Teams should also treat tool sprawl as a review trigger for secrets, because broad MCP adoption often reveals hard-coded credentials, excessive scopes, or stale connectors that were never designed for autonomous use. These controls tend to break down when one MCP client is allowed to aggregate many tool sets across loosely governed teams, because no single owner can see the effective authority graph.
Common Variations and Edge Cases
Tighter exposure boundaries often increase operational overhead, requiring organisations to balance governance against developer speed and support burden. That tradeoff becomes sharper in mixed environments where some tools are read-only, some are write-capable, and others can trigger external actions. Best practice is evolving here, and there is no universal standard for how many tools is too many; the right answer depends on the trust level of the environment and the blast radius of each connector.
One common edge case is shared MCP infrastructure across multiple business units.
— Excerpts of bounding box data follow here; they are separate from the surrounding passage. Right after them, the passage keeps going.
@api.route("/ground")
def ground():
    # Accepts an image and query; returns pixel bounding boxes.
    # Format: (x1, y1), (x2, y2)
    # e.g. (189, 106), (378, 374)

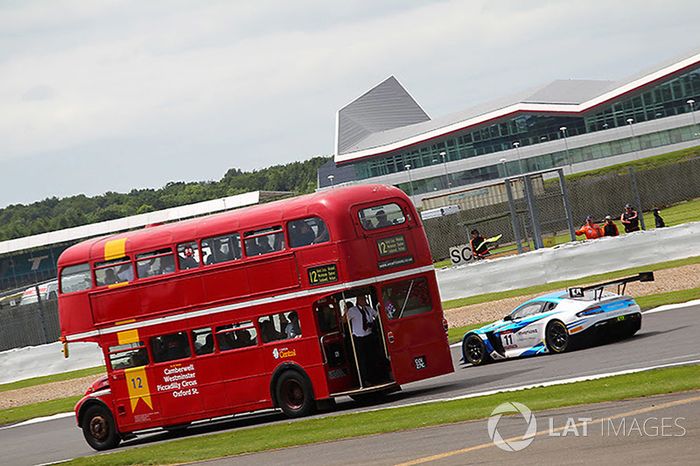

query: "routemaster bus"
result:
(58, 185), (453, 450)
In those deployments, a single server may appear harmless, but the effective risk comes from who can discover and invoke which tools through which client. Another edge case is agentic workflows that chain tools across sessions, where a seemingly low-risk read action can become a path into a higher-risk write action. That is why exposure boundaries should be reviewed as usage grows, not only after incidents.
NHI Management Group’s research shows how quickly mcp security assumptions fall apart at scale, especially when MCP Server Security 2025 conditions meet rapid deployment pressure. In the field, the failure usually shows up as unauthorized tool reach first, and policy review second.
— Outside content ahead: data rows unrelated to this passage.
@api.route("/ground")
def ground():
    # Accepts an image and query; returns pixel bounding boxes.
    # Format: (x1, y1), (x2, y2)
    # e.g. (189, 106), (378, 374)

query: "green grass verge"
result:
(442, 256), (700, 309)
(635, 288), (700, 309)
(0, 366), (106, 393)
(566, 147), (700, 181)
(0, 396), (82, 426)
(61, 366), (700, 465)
Standards & Framework Alignment
This section maps relevant standards and security frameworks to the operational risks and controls described in this guidance.
OWASP Agentic AI Top 10 and CSA MAESTRO address the attack and risk surface, while NIST AI RMF set the governance and control requirements practitioners need to meet.
| Framework | Control / Reference | Relevance |
|---|---|---|
| OWASP Agentic AI Top 10 | A03 | Tool overexposure and chained actions are central risks when MCP spreads. |
| CSA MAESTRO | G-4 | MAESTRO addresses governance for agent tool access and action boundaries. |
| NIST AI RMF | GOVERN | AI RMF governance supports oversight of expanding tool authority and accountability. |
Limit agent tool exposure by task, environment, and approval state before enabling new connectors.